The annual Orionid meteors are active between October and November when the Earth crosses the dusty orbital trail of Comet 1P/Halley.
The Orionids are the second meteor shower of the month after the Draconids and are the more active one.
The shower peaks every year around the same time towards the end of October and this year the peak falls on October 21 and October 22.
During the Orionids’ peak, the shower is expected to produce between 20 and 25 fast meteors every hour.
What time is the Orionid meteor shower peak tonight?
The Orionids are best seen between midnight and the pre-dawn hours when the skies are at their darkest.
But depending on where you live, you might be able to spot one or two Orionid shooting stars a few hours before midnight.
The meteors will appear to radiate tonight from a point in the sky just to the left of the constellation Orion.
As the night progresses, the Orionid radiant will appear at different locations at different times.
When observed from London, UK, the Orionids’ radiant will sit at an altitude of 0.5-degrees at 10pm BST.
By 11pm BST the radiant will sit further up in the sky to 8.9-degrees in altitude.
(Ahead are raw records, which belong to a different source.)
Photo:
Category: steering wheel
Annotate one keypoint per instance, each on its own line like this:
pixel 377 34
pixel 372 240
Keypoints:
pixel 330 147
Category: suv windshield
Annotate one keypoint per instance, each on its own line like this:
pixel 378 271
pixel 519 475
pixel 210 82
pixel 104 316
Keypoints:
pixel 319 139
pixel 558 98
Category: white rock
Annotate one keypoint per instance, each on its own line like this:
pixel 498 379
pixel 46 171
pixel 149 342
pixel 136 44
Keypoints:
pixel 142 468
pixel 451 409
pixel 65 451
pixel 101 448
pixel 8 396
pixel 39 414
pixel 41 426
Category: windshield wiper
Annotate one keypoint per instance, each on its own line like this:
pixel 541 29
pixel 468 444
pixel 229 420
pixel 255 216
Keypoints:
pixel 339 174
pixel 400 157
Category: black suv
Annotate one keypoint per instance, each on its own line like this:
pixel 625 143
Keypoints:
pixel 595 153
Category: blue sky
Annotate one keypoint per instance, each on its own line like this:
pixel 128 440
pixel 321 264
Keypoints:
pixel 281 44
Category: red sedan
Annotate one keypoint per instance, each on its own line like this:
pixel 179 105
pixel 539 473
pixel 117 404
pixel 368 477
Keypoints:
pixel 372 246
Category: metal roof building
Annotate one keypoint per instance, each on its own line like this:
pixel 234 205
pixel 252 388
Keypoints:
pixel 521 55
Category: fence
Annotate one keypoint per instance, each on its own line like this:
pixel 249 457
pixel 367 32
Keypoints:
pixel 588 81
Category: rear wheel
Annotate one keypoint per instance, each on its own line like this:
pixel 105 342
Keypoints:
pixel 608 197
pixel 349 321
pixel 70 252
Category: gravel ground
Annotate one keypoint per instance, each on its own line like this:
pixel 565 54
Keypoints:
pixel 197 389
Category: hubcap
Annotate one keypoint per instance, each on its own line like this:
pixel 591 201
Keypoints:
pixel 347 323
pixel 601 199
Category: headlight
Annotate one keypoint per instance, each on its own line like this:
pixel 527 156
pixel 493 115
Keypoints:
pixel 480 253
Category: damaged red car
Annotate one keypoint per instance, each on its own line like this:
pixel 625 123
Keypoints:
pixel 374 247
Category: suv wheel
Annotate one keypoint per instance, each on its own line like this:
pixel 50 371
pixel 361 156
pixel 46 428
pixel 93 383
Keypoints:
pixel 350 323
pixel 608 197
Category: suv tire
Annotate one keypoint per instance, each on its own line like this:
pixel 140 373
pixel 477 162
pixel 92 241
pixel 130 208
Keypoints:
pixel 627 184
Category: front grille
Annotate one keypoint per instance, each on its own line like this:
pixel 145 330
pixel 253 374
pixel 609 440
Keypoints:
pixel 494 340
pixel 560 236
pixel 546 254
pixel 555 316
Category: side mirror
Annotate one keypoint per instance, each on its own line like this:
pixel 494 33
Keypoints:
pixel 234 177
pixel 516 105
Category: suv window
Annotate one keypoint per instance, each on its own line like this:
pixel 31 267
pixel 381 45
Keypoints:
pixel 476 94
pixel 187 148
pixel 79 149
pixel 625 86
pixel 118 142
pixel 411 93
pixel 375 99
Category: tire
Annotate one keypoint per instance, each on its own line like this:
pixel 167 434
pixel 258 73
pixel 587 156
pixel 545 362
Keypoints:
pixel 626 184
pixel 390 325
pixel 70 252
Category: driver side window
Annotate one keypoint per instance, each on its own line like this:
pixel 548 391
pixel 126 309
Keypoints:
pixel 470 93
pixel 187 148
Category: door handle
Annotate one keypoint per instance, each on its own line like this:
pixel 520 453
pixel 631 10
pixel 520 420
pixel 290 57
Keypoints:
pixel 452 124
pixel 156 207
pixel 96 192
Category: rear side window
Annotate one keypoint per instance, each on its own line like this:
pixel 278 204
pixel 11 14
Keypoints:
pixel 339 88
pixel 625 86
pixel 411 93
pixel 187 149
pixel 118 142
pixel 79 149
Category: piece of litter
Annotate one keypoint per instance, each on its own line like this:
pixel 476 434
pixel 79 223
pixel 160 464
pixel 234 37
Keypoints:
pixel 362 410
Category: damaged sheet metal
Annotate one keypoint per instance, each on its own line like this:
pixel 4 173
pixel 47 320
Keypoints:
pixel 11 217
At midnight, the radiant will feature fairly high up at 18.1-degrees.
The meteors’ radiant will climb over the next few hours, peaking by 5am BST at an altitude of 53.9-degrees.
After 5am BST, the radiant will start to descend and will reach about 42.4-degrees in altitude by 8am BST on Monday.
In addition, the skies will start to darken tonight around 6pm BST when the Sun dips below the horizon.
On Monday, the skies will then brighten again around 7.36am BST – the time of sunrise.
Other factors to watch out for tonight is the brightly lit Waxing Gibbous Moon, which might wash out the skies somewhat.
The Moon will rise today after 5.12pm BST and set tomorrow morning after 4.43am BST.
How to see the Orionid meteors tonight?
The Orionids are incredibly fast and hard to track, so it is safe to leave you telescopes and binocular at home.
If you plan to venture outside tonight to see the shower, stay on the lookout for a dark, wide-open spot with an unobstructed view of the horizon.
At the same time, you should stay clear of building, lamps and car – the less light the better.
After that, wrap yourself in some warm blankets, grab some snacks and drinks and lie back so that you can see the entire sky at once.
The Orionids will dash across the sky incredibly fast, leaving bright trails of light and might occasionally erupt into even more spectacular fireballs.